The list can go on and on
You'd better allow user to plug in his own converters for his own data.
And this is just for date, but the data may contain all kinds of different strings that the user want to convert to numbers in his own way.
You'd better allow user to plug in his own converters for his own data.
It is allowed now. Please check the conversionFinalizer
.
You'd better allow user to plug in his own converters for his own data.
It is allowed now. Please check the
conversionFinalizer
.
conversionFinalizer : (
unquotedString,
scalar,
columnIndex,
columnName)
So you pass out the columnIndex and columnName to let the user branch in his function to dispatch to different columns? This looks ugly, and may incur code duplication, e.g. two different csv, with col-1, col-2 swapped:
in Python, pass in dict, 2 one-liner:
data1 = np.genfromtxt("data1.csv", ..., converters = {1: cvtr1, 2: cvtr2})
data2 = np.genfromtxt("data2.csv", ..., converters = {2: cvtr1, 1: cvtr2})
With conversionFinalizer in D:
conversionFinalizer1 (...) {
switch (columnIndex) {
1: return cvtr1(unquotedString);
2: return cvtr2(unquotedString);
}
}
conversionFinalizer2 (...) {
switch (columnIndex) {
1: return cvtr2(unquotedString);
2: return cvtr1(unquotedString);
}
}
too verbose.
Why not use the Python dictionary format, and let the Mir do such branching in the library?
It is less verbose in Python because it is a scripting language. If you think it will be less verbose please give an example in D. But this should be a full-featured solution like the current one.
It has nothing to do with Python being a scripting language.
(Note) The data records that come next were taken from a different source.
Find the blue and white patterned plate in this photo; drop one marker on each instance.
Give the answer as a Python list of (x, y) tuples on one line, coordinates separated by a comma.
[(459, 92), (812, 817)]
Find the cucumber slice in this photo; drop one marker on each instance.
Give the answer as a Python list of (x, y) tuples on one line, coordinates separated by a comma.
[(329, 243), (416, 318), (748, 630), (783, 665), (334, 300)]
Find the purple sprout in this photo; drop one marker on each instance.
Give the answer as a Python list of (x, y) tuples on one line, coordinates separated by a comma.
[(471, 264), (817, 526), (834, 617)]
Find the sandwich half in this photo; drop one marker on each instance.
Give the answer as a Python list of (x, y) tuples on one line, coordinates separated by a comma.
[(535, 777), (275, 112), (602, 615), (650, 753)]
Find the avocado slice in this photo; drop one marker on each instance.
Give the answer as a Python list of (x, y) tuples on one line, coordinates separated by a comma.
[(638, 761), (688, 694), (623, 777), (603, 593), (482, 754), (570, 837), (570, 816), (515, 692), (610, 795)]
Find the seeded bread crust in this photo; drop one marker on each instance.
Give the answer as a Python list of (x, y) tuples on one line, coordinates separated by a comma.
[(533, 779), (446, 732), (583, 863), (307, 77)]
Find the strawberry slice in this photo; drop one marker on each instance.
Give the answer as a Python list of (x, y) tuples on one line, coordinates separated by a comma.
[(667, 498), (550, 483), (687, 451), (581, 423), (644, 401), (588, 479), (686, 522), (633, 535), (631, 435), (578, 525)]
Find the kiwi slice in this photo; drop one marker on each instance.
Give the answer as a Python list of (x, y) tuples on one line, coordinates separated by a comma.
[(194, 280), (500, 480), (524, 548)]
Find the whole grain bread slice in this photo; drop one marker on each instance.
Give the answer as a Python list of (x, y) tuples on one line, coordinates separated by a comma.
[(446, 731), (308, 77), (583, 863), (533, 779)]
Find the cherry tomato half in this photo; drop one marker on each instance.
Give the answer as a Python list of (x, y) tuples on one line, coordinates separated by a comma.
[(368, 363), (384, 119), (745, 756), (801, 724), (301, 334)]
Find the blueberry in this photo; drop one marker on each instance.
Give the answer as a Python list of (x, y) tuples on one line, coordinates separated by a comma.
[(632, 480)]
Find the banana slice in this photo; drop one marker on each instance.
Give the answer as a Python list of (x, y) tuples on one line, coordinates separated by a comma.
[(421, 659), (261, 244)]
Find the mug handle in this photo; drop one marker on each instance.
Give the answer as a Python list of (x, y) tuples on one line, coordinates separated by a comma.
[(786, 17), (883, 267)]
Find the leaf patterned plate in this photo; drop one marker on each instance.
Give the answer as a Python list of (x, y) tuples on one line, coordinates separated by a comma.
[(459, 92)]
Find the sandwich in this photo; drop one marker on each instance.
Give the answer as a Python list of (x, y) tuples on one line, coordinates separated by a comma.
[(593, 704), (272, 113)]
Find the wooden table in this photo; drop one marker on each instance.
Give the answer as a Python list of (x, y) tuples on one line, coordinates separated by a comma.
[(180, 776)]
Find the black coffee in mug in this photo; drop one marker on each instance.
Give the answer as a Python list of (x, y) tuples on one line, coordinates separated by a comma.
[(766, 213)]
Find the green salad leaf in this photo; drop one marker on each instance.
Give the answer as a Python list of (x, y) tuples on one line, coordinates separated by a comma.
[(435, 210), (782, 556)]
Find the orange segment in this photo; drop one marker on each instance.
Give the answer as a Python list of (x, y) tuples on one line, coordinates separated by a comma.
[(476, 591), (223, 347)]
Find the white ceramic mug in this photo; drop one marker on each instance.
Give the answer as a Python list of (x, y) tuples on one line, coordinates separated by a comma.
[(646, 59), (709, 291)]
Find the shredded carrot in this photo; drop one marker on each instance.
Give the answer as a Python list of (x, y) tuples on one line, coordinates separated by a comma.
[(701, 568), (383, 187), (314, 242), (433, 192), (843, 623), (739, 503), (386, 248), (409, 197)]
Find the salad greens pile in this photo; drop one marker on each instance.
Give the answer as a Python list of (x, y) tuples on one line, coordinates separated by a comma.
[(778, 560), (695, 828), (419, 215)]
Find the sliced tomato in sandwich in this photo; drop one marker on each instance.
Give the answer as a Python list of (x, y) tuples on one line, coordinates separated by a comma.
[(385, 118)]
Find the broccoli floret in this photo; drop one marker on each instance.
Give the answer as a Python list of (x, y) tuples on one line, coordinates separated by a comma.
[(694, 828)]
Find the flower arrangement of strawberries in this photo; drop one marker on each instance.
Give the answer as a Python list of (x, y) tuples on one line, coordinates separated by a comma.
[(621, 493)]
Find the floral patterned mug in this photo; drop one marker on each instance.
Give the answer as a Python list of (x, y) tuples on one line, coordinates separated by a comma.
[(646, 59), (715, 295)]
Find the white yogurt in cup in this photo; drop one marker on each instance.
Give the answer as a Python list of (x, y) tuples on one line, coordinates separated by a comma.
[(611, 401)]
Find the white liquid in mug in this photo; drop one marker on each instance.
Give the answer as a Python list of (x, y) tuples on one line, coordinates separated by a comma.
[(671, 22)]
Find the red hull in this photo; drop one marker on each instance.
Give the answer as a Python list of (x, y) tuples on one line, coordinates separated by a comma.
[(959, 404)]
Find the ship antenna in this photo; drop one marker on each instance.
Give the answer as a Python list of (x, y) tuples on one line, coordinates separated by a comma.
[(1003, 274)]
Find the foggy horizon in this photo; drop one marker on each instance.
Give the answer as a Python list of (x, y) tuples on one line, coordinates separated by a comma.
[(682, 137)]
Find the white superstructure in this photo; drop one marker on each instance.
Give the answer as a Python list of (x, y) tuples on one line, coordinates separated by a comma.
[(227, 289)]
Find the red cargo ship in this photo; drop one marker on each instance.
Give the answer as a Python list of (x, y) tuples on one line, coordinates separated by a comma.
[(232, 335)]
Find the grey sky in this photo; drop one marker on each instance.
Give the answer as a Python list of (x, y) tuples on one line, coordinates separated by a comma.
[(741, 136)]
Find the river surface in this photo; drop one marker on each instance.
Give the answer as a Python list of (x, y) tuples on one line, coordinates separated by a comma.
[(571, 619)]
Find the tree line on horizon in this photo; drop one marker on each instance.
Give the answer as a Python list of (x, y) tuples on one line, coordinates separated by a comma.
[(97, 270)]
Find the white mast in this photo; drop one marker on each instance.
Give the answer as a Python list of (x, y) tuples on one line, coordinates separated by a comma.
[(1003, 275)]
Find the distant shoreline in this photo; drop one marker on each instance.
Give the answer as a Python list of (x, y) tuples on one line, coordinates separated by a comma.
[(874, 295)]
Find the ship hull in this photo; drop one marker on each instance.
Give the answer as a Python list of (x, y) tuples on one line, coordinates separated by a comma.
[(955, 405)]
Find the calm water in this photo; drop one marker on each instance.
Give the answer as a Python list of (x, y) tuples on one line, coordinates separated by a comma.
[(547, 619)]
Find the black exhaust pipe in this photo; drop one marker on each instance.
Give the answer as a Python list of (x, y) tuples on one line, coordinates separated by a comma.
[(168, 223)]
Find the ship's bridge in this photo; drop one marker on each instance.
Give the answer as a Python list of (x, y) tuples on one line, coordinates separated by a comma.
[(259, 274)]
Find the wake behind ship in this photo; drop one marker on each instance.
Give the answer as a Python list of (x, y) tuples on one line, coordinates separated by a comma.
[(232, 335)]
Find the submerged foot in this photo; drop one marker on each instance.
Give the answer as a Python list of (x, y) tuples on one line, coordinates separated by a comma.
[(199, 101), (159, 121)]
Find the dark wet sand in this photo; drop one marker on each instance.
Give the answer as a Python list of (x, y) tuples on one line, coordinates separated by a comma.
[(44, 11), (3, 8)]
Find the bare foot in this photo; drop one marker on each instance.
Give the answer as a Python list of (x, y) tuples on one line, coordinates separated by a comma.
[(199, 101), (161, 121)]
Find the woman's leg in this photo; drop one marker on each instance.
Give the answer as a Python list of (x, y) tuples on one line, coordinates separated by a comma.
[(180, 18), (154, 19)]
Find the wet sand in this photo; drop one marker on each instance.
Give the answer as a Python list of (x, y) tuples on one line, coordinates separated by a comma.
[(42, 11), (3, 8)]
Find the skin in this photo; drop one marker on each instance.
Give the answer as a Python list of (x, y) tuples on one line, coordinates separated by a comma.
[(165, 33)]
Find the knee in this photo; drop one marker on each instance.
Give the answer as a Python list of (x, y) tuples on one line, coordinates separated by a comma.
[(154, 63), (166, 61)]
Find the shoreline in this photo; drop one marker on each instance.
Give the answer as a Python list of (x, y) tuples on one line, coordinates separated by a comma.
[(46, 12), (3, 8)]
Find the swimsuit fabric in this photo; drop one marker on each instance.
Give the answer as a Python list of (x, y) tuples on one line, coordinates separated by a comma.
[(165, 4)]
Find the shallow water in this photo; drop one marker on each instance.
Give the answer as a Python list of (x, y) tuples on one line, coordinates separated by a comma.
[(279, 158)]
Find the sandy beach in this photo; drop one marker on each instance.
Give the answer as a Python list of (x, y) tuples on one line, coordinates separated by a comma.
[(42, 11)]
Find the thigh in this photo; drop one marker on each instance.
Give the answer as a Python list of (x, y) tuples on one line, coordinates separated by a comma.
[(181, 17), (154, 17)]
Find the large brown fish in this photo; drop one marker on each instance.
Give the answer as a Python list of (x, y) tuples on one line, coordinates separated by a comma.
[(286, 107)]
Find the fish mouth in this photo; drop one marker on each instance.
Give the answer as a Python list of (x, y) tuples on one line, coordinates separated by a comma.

It's about the api function interface, and who (the lib or the user) is responsible for the column converters dispatching.
Example in D can just follow the Python api:
double cvtr1(string str) {return ...;}
double cvtr2(string str) {return ...;}
data1 = mir.genfromtxt("data1.csv", ..., [1: cvtr1, 2: cvtr2]); // D does not have named arg yet, let just use positional arg
data2 = mir.genfromtxt("data2.csv", ..., [2: cvtr1, 1: cvtr2]); // pass in D's AA.
So why this code cannot be implemented in the D library?
It can be added. But that isn't generalised solution. We could do an additional overload like that. Note, that this can be just a wrapper around the verbose solution.
-
I don't understand what you mean by "that isn't generalised solution", can you elaborate? I think passing the dictionary is as general as the current
conversionFinalizer
. -
please do the overload. As long as the dispatching is inside the library code, the user calling code will be tidy and succinct.
- I don't understand what you mean by "that isn't generalised solution", can you elaborate? I think passing the dictionary is as general as the current
conversionFinalizer
.
conversionFinalizer
provides much more context for user.